Briginshaw v Briginshaw (1938) 60 CLR 336
Evidence, Standard of Proof, Civil Proceedings
Facts; Frederick Briginshaw sought to divorce his wife-Clarice Briginshaw – on the grounds of adultery. He alleged that she had committed adultery while she was living in a boarding house in Tasmania having moved out from the marital home in Victoria two years earlier. The evidence supporting that allegation was circumstantial, consisting of admissions said to have been witnessed by an inquiry agent who had been sent to Tasmania in an attempt to secure a confession. The trial judge was not satisfied that adultery had occurred, stating I do not know what to believe. I have been very troubled… I think I should say that if this were a civil case, I might well consider that the probabilities were in favour of the petitioner, but I’m certainly not satisfied beyond reasonable doubt.
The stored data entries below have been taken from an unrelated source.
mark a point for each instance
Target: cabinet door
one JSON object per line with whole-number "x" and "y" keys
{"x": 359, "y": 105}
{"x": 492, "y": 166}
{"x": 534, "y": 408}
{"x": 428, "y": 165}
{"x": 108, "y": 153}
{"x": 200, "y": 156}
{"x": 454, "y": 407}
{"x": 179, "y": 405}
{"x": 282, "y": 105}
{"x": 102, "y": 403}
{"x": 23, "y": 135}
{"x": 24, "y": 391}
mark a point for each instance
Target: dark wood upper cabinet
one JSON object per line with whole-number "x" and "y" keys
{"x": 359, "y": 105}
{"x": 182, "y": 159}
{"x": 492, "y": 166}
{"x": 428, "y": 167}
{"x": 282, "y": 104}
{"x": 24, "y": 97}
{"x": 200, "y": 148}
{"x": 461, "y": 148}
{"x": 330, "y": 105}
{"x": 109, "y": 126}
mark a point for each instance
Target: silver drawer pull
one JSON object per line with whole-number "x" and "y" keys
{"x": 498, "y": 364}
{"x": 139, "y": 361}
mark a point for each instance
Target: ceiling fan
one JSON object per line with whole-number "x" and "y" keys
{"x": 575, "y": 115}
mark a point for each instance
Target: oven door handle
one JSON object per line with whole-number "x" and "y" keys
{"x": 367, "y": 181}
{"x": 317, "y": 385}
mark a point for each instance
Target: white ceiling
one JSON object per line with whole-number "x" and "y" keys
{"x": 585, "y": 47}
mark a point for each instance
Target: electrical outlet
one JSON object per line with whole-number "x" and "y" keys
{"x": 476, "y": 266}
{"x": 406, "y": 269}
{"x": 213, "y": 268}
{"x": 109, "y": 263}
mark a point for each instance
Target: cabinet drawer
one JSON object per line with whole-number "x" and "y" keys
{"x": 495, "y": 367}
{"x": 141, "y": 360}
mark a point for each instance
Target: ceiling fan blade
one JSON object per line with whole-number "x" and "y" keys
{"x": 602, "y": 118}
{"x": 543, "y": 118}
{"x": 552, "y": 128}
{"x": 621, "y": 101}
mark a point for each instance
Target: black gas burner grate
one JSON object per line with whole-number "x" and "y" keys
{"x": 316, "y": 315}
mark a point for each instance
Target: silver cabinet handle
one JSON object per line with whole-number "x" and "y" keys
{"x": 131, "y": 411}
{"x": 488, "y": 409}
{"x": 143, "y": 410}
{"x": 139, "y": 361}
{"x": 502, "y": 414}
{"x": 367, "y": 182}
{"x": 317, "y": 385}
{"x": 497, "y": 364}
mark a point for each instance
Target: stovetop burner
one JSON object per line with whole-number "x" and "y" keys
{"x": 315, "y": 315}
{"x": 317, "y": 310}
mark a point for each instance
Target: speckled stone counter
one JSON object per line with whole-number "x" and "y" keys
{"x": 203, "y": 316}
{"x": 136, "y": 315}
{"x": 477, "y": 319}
Law; The Briginshaw standard is not a third standard of proof. It is a requirement that in applying the civil standard of proof, tribunal must be actually persuaded of the facts tilting the balance: the law goes on to say that the judge is at liberty to be satisfied upon a balance of probabilities. It does not say that he is to balance probabilities and say which way they incline. If in the end he has no opinion as to what happened, well it is unfortunate but he is not satisfied and his speculative reactions to the imaginary behaviour of the metaphorical scales will not enable him to find the issue mechanically (Murray v Murray 1960 33ALJR 521 at 524).
Holding; the High Court dismissed the appeal by a 4 to 1 majority, its charge considering that on any standard of proof higher than the civil standard, the trial judge was right to find against the petitioner. Dixon J elaborated upon the standard of proof that ought to have been applied (before finding that, even on that standard, the trial judges’ decision remained correct).